Dort warteten die Gesunden auf den Moment, an dem Caphalor ihnen mitteilte,
dass sie passieren durften.
    Die
Kontrolle und Aufrechterhaltung der Ordnung übernahmen Soldaten, die man
seinerzeit zur Bekämpfung der Dorón Ashont zurückbeordert hatte und die deshalb
zu den Ausgestoßenen gehörten. Caphalor kannte einige vom Feldzug in Tark Draan
her. Sie ritten jeden Morgen bis nahe an die Barrikade, erstatteten ihm Bericht
und nahmen von ihm Befehle entgegen, die sie umsetzten. Sein verlängerter Arm.
    Aïsolon, mein Bester. Beschütze diejenigen, die wie du entschieden
haben, Dsôn Faïmon die Treue zu halten. Er dachte oft an seinen guten
Freund, der eine große Aufgabe versah.
    Ebenso
oft dachte er an seine Kinder, deren Schicksal er nicht kannte.
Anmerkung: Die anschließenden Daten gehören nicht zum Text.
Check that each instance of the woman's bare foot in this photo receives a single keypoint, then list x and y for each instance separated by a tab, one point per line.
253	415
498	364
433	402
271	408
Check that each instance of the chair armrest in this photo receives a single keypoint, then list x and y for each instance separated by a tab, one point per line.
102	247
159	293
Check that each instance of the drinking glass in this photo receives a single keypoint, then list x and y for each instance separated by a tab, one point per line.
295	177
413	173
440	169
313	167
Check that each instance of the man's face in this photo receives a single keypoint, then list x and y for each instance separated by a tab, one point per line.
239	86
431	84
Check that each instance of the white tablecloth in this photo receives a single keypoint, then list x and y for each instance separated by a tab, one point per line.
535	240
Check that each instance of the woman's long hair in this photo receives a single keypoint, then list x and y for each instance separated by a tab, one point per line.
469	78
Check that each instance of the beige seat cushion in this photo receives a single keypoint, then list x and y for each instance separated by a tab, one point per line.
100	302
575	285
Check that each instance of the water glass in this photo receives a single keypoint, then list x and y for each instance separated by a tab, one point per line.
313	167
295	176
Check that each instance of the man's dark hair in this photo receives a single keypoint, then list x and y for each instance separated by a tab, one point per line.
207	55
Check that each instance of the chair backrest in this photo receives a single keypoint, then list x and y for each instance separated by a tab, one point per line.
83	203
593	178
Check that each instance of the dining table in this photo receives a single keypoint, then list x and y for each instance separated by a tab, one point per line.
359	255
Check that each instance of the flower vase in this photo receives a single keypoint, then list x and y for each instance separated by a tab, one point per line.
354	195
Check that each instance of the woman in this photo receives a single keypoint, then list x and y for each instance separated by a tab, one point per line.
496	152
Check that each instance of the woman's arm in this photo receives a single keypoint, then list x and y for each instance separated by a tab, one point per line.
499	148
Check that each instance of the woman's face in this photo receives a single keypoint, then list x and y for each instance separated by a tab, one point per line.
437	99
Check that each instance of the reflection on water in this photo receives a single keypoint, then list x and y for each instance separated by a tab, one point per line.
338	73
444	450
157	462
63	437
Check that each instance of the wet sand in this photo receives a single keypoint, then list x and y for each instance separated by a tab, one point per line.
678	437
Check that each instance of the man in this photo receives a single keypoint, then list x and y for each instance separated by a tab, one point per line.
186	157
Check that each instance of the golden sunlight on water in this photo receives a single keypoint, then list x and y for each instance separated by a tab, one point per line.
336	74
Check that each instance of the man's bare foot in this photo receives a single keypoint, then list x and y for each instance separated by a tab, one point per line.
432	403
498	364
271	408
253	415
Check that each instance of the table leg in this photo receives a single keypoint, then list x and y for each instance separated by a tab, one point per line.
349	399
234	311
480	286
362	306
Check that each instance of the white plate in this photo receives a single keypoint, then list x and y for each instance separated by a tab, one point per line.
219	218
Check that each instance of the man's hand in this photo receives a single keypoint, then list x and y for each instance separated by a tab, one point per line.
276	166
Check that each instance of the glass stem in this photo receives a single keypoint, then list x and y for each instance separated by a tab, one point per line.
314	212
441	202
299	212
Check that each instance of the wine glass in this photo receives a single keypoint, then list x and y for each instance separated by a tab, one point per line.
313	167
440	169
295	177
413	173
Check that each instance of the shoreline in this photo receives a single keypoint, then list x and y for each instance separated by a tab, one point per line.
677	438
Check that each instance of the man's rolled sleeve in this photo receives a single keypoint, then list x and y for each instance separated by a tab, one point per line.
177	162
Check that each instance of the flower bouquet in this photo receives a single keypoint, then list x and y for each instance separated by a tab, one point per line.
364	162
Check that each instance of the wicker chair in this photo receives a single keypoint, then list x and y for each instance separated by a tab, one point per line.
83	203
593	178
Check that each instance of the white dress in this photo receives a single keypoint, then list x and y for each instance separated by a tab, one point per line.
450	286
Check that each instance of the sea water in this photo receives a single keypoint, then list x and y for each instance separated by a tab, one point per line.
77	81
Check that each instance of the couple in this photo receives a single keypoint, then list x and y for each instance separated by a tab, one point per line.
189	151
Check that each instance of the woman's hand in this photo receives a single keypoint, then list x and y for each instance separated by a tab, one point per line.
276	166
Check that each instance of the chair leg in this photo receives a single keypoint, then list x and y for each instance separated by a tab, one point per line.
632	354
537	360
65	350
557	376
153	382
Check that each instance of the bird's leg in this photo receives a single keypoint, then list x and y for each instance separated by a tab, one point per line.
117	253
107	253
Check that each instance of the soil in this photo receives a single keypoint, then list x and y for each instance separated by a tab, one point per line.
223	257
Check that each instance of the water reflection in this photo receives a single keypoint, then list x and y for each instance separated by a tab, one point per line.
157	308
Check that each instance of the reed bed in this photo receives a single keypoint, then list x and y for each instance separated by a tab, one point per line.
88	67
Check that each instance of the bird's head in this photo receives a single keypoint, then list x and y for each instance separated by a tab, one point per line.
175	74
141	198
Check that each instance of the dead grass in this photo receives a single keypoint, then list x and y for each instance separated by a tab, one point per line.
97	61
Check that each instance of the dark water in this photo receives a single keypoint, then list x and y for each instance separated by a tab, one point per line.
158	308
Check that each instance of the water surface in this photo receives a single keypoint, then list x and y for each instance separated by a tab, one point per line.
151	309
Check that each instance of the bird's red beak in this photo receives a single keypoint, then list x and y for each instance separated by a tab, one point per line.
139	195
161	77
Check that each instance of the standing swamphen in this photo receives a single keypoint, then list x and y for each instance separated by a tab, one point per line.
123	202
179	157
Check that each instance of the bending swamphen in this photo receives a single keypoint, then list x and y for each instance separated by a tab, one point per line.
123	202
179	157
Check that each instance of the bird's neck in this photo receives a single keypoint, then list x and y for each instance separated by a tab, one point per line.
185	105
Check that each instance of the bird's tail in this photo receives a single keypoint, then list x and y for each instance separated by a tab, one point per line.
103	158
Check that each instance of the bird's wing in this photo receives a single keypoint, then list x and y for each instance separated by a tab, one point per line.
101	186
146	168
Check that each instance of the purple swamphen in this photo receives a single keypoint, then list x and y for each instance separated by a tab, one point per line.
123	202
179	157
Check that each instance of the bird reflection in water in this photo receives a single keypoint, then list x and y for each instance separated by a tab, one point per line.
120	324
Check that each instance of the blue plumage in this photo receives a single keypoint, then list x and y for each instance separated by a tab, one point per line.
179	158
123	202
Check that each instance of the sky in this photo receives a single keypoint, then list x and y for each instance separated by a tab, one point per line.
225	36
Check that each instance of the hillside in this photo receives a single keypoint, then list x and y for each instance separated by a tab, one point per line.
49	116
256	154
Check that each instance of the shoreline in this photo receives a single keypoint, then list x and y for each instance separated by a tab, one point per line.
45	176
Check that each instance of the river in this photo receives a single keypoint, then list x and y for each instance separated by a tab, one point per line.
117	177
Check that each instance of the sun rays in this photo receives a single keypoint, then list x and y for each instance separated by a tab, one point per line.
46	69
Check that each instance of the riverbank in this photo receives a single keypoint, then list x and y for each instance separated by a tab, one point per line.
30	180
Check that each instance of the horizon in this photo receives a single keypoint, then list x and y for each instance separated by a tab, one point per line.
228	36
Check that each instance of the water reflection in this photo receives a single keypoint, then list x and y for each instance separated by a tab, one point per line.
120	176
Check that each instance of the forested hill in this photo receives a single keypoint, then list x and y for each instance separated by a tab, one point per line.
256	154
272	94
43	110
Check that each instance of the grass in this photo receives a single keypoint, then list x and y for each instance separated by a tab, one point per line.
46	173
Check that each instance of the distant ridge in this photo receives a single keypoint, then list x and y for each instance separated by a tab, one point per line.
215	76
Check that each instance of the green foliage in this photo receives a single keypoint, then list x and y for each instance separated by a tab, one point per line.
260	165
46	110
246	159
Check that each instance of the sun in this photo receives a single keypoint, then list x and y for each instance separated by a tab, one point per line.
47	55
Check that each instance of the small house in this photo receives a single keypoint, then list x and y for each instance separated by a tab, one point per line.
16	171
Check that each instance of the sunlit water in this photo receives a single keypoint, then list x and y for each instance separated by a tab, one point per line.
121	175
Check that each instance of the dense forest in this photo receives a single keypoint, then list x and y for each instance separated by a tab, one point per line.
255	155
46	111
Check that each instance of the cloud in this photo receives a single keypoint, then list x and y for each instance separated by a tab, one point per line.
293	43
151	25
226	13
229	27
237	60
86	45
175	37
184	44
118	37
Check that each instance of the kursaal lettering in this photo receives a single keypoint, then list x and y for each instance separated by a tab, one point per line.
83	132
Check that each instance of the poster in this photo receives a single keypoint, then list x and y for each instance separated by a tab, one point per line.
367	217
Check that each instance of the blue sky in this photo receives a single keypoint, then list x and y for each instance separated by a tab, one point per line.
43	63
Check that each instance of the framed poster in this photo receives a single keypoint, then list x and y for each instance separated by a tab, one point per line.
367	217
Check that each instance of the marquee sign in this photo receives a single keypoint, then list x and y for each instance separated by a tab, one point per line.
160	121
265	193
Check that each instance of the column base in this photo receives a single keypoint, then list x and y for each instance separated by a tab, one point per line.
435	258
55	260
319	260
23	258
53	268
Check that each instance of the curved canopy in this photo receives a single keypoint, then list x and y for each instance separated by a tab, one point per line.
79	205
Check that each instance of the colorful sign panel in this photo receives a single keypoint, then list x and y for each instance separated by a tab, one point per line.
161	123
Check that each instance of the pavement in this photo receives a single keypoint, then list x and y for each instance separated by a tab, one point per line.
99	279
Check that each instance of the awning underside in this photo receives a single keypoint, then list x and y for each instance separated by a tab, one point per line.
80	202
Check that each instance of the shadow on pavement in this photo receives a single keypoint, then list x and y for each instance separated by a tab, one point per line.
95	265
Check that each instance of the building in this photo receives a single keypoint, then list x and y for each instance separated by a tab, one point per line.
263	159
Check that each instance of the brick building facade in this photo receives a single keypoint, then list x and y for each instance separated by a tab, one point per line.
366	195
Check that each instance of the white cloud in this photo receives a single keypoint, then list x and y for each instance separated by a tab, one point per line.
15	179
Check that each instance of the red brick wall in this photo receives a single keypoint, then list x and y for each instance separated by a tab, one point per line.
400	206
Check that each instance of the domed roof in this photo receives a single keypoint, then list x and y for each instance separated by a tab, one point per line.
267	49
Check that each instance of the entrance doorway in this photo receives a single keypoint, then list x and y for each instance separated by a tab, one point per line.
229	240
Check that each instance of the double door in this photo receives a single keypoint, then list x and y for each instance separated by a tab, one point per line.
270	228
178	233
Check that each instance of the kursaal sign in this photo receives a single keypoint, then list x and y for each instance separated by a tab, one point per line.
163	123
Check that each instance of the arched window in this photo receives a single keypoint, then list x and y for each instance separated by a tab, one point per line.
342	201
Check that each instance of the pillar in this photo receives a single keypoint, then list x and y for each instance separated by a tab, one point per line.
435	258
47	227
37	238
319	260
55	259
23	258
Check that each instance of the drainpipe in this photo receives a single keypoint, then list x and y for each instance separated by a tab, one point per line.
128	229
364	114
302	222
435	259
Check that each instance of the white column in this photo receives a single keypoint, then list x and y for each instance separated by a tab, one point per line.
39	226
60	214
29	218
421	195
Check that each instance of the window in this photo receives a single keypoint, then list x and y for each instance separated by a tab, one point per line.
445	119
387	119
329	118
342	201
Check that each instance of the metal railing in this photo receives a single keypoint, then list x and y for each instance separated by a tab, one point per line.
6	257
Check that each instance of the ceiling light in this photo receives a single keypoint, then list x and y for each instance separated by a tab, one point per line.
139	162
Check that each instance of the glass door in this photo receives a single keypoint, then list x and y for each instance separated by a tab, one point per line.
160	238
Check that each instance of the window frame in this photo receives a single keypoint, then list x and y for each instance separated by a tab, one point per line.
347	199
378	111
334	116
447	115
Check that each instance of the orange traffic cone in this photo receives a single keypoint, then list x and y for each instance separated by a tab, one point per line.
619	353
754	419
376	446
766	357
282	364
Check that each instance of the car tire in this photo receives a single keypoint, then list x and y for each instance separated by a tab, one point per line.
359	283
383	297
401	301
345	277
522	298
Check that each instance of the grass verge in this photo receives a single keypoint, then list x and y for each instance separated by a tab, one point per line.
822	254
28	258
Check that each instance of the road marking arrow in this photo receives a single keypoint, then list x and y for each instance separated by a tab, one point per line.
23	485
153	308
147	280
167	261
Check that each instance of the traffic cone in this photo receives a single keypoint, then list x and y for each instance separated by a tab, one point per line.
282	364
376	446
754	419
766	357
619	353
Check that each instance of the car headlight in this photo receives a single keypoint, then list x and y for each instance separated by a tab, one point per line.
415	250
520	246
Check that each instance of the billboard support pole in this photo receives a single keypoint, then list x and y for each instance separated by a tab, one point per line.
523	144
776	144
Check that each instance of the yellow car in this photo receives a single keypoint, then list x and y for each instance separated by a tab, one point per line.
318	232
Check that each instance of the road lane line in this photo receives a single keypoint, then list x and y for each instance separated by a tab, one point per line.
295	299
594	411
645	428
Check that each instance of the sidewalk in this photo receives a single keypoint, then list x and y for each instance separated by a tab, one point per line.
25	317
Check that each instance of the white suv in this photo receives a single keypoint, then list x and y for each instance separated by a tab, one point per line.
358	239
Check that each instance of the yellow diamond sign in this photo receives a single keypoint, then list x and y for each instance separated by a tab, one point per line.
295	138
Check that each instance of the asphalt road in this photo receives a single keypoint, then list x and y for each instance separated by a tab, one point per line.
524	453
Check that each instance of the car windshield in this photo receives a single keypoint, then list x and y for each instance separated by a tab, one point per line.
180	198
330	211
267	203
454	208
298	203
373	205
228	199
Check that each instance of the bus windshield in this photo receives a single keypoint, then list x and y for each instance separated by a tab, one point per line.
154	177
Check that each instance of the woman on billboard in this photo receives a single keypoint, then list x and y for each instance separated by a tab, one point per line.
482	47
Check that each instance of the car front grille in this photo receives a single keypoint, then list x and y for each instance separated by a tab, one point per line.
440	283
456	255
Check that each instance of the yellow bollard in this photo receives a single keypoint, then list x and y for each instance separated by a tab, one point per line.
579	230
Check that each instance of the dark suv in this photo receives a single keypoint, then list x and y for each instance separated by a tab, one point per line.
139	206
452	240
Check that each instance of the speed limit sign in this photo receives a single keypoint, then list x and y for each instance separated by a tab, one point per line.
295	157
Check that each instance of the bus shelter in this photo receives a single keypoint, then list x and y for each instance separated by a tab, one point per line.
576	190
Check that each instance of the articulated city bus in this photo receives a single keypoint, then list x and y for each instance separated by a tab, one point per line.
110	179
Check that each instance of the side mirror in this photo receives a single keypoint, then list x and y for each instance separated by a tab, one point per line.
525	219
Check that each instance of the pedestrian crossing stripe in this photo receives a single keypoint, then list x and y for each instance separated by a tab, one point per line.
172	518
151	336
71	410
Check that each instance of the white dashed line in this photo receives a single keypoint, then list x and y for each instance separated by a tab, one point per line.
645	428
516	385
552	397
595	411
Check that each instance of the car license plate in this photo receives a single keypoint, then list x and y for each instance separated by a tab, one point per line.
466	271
Lebendig, tot,
von Säure zerfressen … Die Ungewissheit bereitete ihm grausamsten Schmerz in
tiefster Seele.
    Und
er dachte an Sinthoras, der durch den Westen von Ishím Voróo zog. Er könnte den Wartenden Zuversicht geben und ihnen Visionen von
einem neuen Leben schenken. Sofern er noch unter den Lebenden weilt.
    Voller
Mitgefühl betrachtete Caphalor die Zelte, die sich im Torweg drängten. Eilends
errichtete Mauern trennten die drei Lager voneinander, dazwischen gab es
jeweils einen Schritt breite Gräben, gefüllt mit Säure aus Dsôn, als Barriere
gegen kriechende Parasiten.
    Dennoch
war es nicht einfach, der Plage Herr zu werden. Es gab nach wie vor große
Verluste und Neuansteckungen. Alles in allem befanden sich viertausend seines
Volkes im Grauen Gebirge und hausten unter unwürdigsten Bedingungen.
    Welch Elend. Caphalor ballte die Rechte zur Faust – und
konnte doch keinen für das Schicksal seines Volkes zur Rechenschaft ziehen.
Die Dorón Ashont waren ebenso in der Säure vergangen wie Tausende von Albae.
Samusin hatte eingegriffen. Und doch gab es da diesen Gedanken …
    Er
wusste nicht, was er tun würde, wenn sich ein Freund oder eines seiner Kinder
zu erkennen gäbe und um Einlass bettelte. Er konnte nur hoffen, dass dies
niemals geschehen würde.
    Hinter
ihm wurde leise gesprochen, dann trat ein Alb, der von einem langen, schnellen
Ritt gezeichnet war, neben ihn und reichte ihm eine Lederhülle mit dem Zeichen
der Unauslöschlichen. »Nachricht für dich, Caphalor.